Mid-Level Networks Potential Technical Services
RFC 1291

Document Type RFC - Informational (December 1991; No errata)
Was draft-aggarwal-services (individual)
Last updated 2013-03-02
Stream Legacy
Formats plain text ps pdf html bibtex
Stream Legacy state (None)
Consensus Boilerplate Unknown
RFC Editor Note (None)
IESG IESG state RFC 1291 (Informational)
Telechat date
Responsible AD (None)
Send notices to (None)
Network Working Group                                        V. Aggarwal
Request for Comments: 1291                      JvNCnet Computer Network
                                                           December 1991

                           Mid-Level Networks
                      Potential Technical Services

Status of this Memo

   This RFC provides information for the Internet community. It does not
   specify an Internet standard. Distribution of this memo is unlimited.

Abstract

   This document proposes a set of technical services that each Internet
   mid-level network can offer within the mid-level network itself and
   and to its peer networks. The term "mid-level" is used as a generic
   term to represent all regional and similar networks, which, due to
   continuous evolutions and transitions, can no longer be termed
   "regional" [MAN]. It discusses the pros and cons of offering these
   services, as well as areas in which mid-level networks can work
   together.

   A large portion of the ideas stem from discussions at the IETF
   Operational Statistics (OPstat), User Connectivity Problems (UCP) and
   Network Joint Management (NJM) working groups.

Table of Contents

   1. Introduction..................................................   2
   2. The Generic Model.............................................   2
   3. Technical Services............................................   3
   3.1  Domain Name Service.........................................   3
   3.2  Public Domain Software......................................   4
   3.3  Network Time................................................   5
   3.4  Network News................................................   5
   3.5  Mailing Lists...............................................   6
   4. Experimental Testbeds.........................................   6
   5. Network Information Services..................................   7
   6. Network Operations............................................   7
   7. References....................................................   8
   8. Security Considerations.......................................   9
   9. Author's Address..............................................   9
   Appendix A Mailing Lists.........................................  10
   Appendix B DNS Architecture Strategy.............................  10

Aggarwal                                                        [Page 1]
RFC 1291             Potential Technical Services          December 1991

1. Introduction

   Over the past few years, the Internet has grown to be a very large
   entity and its dependability is critical to its users. Furthermore,
   due to the size and nature of the network, the trend has been to
   decentralize as many network functions (such as domain name-service,
   whois, etc.) as possible. Efforts are being made in resource
   discovery [SHHH90] so that the work of researchers is not lost in the
   volumes of data that is available on the Internet.

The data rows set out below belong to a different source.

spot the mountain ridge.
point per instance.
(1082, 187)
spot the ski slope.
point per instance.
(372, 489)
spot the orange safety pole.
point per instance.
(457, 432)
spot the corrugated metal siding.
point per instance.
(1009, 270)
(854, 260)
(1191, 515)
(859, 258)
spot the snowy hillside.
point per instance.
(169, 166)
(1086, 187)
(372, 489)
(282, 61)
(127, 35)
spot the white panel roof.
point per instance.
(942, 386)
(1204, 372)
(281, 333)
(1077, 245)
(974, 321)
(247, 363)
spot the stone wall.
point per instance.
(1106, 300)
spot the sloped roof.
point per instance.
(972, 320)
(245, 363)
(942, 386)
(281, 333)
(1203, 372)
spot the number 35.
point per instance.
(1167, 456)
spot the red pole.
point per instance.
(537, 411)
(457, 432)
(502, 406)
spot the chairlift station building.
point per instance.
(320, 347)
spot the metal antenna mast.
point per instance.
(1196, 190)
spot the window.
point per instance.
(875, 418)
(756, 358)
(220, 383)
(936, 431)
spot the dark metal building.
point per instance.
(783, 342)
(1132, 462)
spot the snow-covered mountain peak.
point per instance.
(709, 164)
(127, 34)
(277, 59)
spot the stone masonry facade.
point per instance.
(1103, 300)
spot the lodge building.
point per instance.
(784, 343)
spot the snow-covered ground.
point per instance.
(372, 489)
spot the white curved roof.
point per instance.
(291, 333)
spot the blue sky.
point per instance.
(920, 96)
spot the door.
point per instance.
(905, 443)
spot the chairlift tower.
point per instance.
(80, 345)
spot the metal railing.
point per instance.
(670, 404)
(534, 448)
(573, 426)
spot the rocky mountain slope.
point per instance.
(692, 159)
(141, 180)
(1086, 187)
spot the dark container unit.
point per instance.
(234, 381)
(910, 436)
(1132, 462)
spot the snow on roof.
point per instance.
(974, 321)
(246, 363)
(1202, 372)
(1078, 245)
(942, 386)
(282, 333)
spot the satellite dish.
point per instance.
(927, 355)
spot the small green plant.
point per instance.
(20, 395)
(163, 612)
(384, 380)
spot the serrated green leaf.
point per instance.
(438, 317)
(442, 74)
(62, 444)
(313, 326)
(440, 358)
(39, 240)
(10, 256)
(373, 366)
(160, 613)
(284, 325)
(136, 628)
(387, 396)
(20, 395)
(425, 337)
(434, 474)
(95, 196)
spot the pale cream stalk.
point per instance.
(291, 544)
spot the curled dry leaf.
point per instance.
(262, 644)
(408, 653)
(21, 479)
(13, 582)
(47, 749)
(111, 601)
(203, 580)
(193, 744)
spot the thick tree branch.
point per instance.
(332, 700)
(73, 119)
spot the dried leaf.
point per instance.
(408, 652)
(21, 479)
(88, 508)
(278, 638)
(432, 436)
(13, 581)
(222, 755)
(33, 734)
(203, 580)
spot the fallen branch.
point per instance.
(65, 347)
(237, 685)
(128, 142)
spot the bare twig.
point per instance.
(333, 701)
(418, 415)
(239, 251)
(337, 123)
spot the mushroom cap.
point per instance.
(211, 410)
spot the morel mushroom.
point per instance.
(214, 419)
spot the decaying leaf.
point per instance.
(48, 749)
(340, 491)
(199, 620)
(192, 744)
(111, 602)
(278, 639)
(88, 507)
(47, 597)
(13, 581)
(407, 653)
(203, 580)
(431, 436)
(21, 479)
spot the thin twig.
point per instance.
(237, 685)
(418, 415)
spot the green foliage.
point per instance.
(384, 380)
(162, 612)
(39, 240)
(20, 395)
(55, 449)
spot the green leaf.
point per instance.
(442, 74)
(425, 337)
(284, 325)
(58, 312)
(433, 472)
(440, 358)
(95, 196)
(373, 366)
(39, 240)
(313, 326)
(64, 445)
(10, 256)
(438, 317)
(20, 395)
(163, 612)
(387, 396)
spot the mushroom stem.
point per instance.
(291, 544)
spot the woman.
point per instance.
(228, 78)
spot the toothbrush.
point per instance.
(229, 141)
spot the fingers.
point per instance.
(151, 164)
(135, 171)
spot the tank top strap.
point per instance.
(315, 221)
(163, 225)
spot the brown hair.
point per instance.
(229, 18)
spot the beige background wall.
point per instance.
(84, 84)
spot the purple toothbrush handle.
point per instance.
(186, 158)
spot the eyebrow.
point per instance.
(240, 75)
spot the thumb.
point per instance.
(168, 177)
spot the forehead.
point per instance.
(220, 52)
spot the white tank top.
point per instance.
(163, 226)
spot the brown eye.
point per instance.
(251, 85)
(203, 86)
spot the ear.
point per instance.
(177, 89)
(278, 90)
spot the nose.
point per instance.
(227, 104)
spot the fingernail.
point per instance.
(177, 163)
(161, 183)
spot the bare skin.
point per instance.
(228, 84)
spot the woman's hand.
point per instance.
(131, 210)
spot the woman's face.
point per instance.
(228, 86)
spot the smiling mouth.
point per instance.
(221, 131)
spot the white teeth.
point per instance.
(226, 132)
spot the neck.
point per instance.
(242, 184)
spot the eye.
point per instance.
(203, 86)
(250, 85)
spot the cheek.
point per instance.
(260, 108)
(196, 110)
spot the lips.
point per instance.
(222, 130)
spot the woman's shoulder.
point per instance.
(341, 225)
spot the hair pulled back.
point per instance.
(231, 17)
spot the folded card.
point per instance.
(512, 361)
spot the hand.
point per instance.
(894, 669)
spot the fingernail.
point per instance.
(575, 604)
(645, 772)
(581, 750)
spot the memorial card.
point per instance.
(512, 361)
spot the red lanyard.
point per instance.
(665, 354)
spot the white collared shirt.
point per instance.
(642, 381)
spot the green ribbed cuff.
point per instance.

   A side result of this growth has been the logical structure imposed
   in the Internet of networks classified by function. Tangible examples
   in the present state are the NSFnet national backbone, the mid-
   level/regional networks and campus networks. Each of these can be
   viewed as hierarchies within an organization, each serving a slightly
   different function than the other (campus LANs providing access to
   local resources, mid-level networks providing access to remote
   resources, etc.). The functions of each hierarchy then become the
   "services" offered to the organizational layer below it, who in turn
   depend on these services.

   This document proposes a set of basic technical services that could
   be offered by a mid-level network. These services would not only
   increase the robustness of the mid-level network itself, but would
   also serve to structure the distribution of resources and services
   within the Internet. It also proposes a uniform naming convention for
   locating the hosts offering these services.

2. The Generic Model

   The Internet model that is used as the basis for this document is a
   graph of mid-level networks connected to one another, each in turn
   connecting the campus/organization networks and with the end users
   attached to the campus networks. The model assumes that the mid-level
   networks constitute the highest level of functional division within
   the Internet hierarchy described above (this could change in the
   unforeseen future). With this model in perspective, this document
   addresses the objectives of minimizing unnecessary traffic within the
   Internet as well as making the entire structure as robust as
   possible.

   The proposed structure is a derived extension of organizational LANs
   where certain services are offered within the organizational LAN
   itself, such as nameservice, mail, shared files, single or
   hierarchical points of contact for problems, etc.